Perhaps best known as the world’s most expensive spice, saffron has an alluring yellow colour and a subtly floral, slightly bitter taste. The golden strands are the dried stigmata (part of the female reproductive system) of Crocus sativus flowers. With a healthboosting reputation to match its price tag, saffron is packed full of antioxidants and many studies point to its cancer-fighting properties. It’s also said to be good for the brain. Some human studies suggest that taking 30mg per day may help to ease mild depression; others show that a daily dose may improve cognitive function in the early stages of Alzheimer’s disease. And that’s before we get to saffron’s famed aphrodisiac qualities, illustrated by an Iranian study showing that a month’s saffron treatment gave a boost to sexual function in women who had been treated for depression.
The spice contains hundreds of compounds, but its main biological components are safranal, crocin and picrocrocin, which deliver its aroma, colour and bitter taste. Of these, crocin and a related chemical called crocetin are largely responsible for its superpowers.

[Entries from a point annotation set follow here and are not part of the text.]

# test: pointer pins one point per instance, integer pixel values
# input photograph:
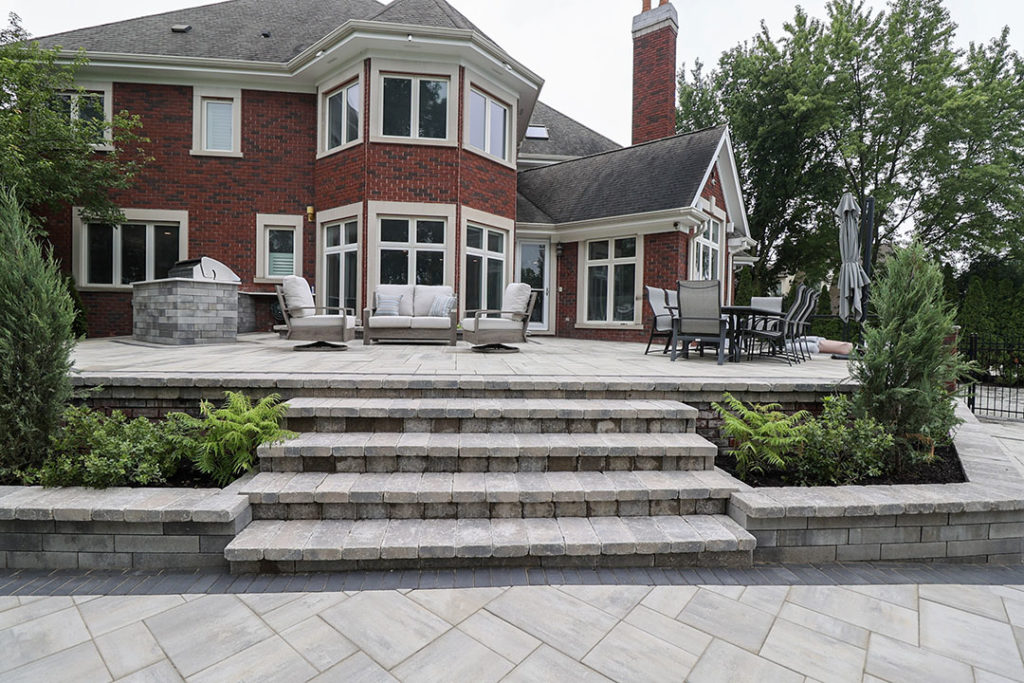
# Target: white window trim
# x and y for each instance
(493, 92)
(265, 221)
(201, 93)
(411, 210)
(325, 91)
(80, 248)
(492, 221)
(107, 88)
(388, 68)
(637, 322)
(342, 214)
(701, 241)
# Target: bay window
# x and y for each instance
(120, 255)
(341, 242)
(342, 112)
(412, 251)
(415, 107)
(488, 125)
(484, 276)
(609, 280)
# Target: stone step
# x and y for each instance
(581, 542)
(488, 415)
(487, 495)
(422, 452)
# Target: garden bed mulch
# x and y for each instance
(946, 468)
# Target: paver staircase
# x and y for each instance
(440, 482)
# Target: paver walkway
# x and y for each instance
(899, 623)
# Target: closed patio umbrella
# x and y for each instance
(851, 274)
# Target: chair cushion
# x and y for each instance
(390, 322)
(404, 291)
(311, 322)
(298, 296)
(388, 304)
(516, 298)
(469, 324)
(425, 295)
(441, 306)
(431, 323)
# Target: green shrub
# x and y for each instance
(36, 341)
(763, 435)
(839, 450)
(92, 450)
(905, 373)
(231, 434)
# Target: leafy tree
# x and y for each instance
(48, 155)
(879, 103)
(36, 341)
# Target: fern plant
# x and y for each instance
(762, 433)
(232, 433)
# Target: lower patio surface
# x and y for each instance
(832, 623)
(548, 356)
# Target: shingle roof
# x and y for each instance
(232, 30)
(567, 137)
(653, 176)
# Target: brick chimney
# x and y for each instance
(654, 34)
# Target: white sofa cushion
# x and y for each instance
(515, 298)
(469, 324)
(404, 291)
(431, 323)
(424, 298)
(390, 322)
(298, 296)
(323, 321)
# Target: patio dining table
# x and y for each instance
(737, 316)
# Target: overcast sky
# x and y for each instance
(582, 48)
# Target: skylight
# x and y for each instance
(538, 132)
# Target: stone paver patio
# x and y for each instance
(769, 624)
(548, 356)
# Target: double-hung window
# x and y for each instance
(485, 249)
(341, 242)
(120, 255)
(217, 122)
(488, 125)
(610, 280)
(412, 251)
(342, 112)
(415, 107)
(708, 252)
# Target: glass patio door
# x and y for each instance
(535, 268)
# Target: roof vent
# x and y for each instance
(538, 132)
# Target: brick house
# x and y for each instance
(356, 143)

Crocin has been shown to protect brain cells and act as an antidepressant, and also has a record of inhibiting tumour growth for a range of cancers in rodents, including breast and prostate.
At United Arab Emirates University, Dr Amr Amin’s team claims to have developed a method for treating cancerous liver cells using magnetite (iron) particles coated with crocin. “Our group provided evidence that saffron exerts a significant chemopreventative effect against both liver and colorectal cancer through different molecular mechanisms,” he says. Meanwhile, scientists at the University of Kansas suggest that crocetin can inhibit pancreatic cancer cells, both in a petri dish and in mice. The team recently made crocetinic acid, which appears to have even more potent cancer-fighting
“A month’s saffron treatment gave a boost to sexual function in women who had been treated for depression”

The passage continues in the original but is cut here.